Maromeros al poder

Para nadie es un secreto que cuando los políticos están en campaña hacen todo tipo de maromas circenses con el único fin de ganarse el voto de todos los incautos que, hasta hace un tiempo, repetían una y otra vez el mismo circulo vicioso y tóxico en donde sólo perdían los mismos de siempre, o sea, el pueblo que, por un tamal, una teja o una lechona, vendían lo poco que les quedaba de dignidad.
Por supuesto, y al referirme a estos asuntos tan chocarreros en tiempo pasado, no quiere decir que tan penosa situación se haya erradicado de raíz; si no me lo creen, le pueden preguntar a las comunidades que le dieron el voto a la alcaldesa tiktoker de Ibagué y lo que están viviendo ahora por confiarse una vez más.
No obstante, y aunque todo ese show de los maromeros al poder suele funcionar, para estas elecciones tengo el leve presentimiento que no les va a tocar tan fácil; inclusive, estoy seguro que la van a tener que sudar más de lo que ellos piensan y no es para menos, porque, pese a que muchos compatriotas, dentro y fuera del país, dicen que en Colombia nada ha cambiado, que todo sigue igual y que el gobierno del cambio es un más de lo mismo, la realidad es otra.
Así es, no vamos a decir que el gobierno Petro ha sido perfecto, no; sin embargo, lo que hemos visto en los últimos dos años, nos ha permitido evidenciar la corrupción y sus actores puntuales.
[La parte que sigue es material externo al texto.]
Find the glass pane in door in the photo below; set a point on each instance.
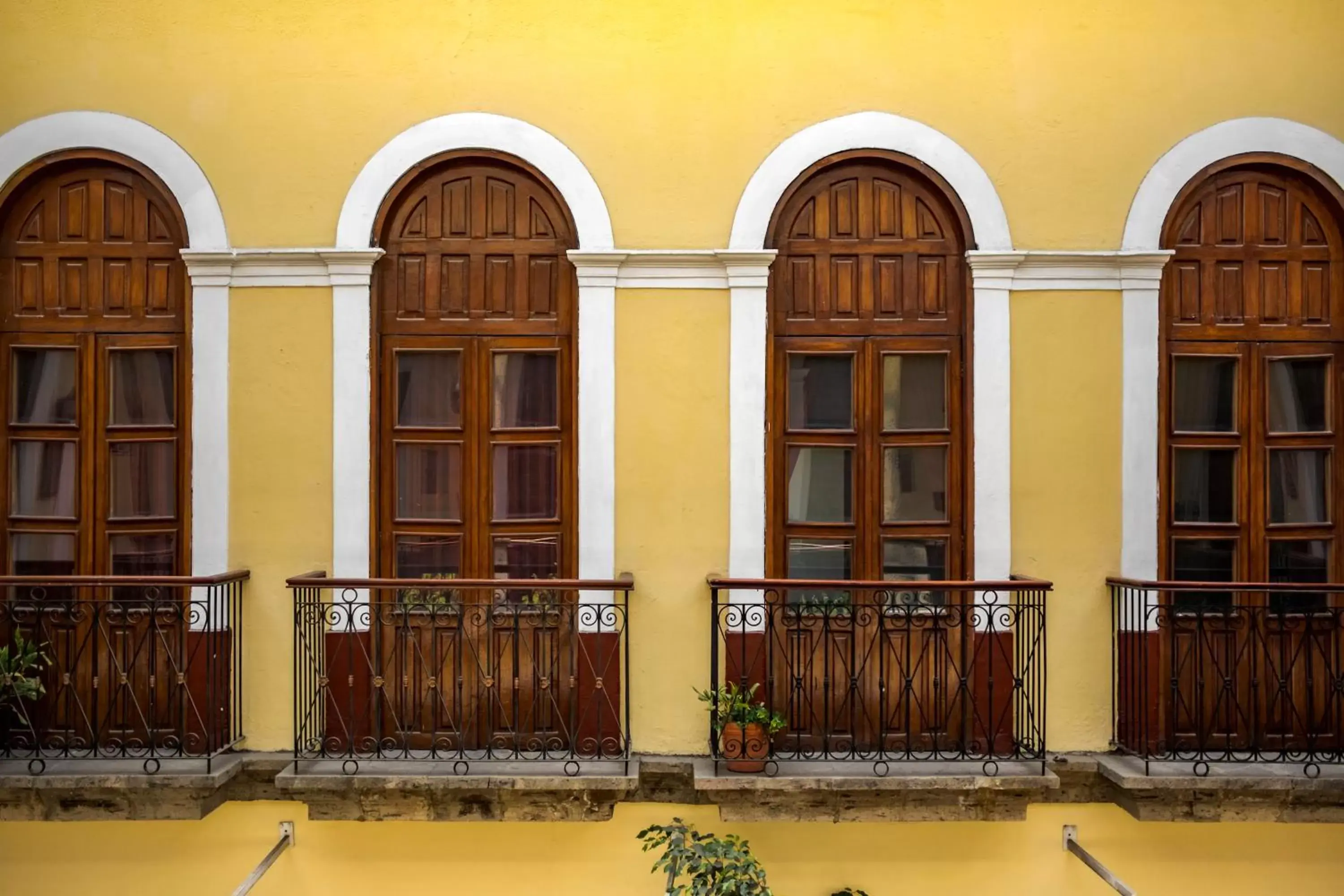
(820, 484)
(43, 477)
(525, 390)
(1299, 485)
(143, 477)
(429, 390)
(1205, 394)
(142, 388)
(43, 386)
(914, 392)
(1299, 396)
(820, 392)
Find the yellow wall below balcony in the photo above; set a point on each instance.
(674, 104)
(475, 859)
(671, 499)
(280, 443)
(1066, 492)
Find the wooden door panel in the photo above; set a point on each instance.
(870, 265)
(1254, 276)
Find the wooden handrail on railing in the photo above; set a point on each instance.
(318, 579)
(125, 581)
(1223, 586)
(1017, 583)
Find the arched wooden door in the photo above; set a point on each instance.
(869, 422)
(476, 466)
(1252, 426)
(96, 435)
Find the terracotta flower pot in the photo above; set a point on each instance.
(745, 750)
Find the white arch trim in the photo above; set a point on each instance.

Los tenemos identificados, sabemos sus malas mañas, su modus operandi. A esto se suma, que la ultraderecha fascista y corrupta se ha encargado de enterrarse así misma y el asunto es tan aberrante que, ya ni siquiera se esfuerzan por ocultar nada, rayando en el descaro y la estupidez.
Por esta razón, aunque los veamos comiendo chicharrón en cada esquina, bailando, saltando la cuerda o haciendo cualquier ridículo, dudo enormemente que vayan a pasar. Esto sin contar que de sus bocas no sale nada coherente y lo más irrisorio, se comieron el cuento que inventando chismes del actual presidente van a poder lograr reemplazarlo.
Por supuesto, esto no quiero decir que nos tengamos que confiar, recordemos que ya tuvimos a un títere de presidente, como para no mirar la lamentable situación de los argentinos y su supuesto libertario. Pero, la oposición del actual gobierno no tiene nada que ofrecer, y nada es nada. Literalmente dan pena ajena.
En resumen, viene mucho contenido degradante para las redes, ahí los veremos cual bufones, con sus ocurrencias chocarreras y su mediocridad, buscando mostrarse como los salvadores del país que ellos mismos han hundido en la miseria.
Para nuestra fortuna y también lo hemos podido ver con claridad, el pueblo ya no les cree, los abuchean cuando comienzan con su farsa y esa es la mejor manera de castigar a estos bandidos que no pasarán, porque, cada cosa que ocurre: ¡Es un hecho Sam!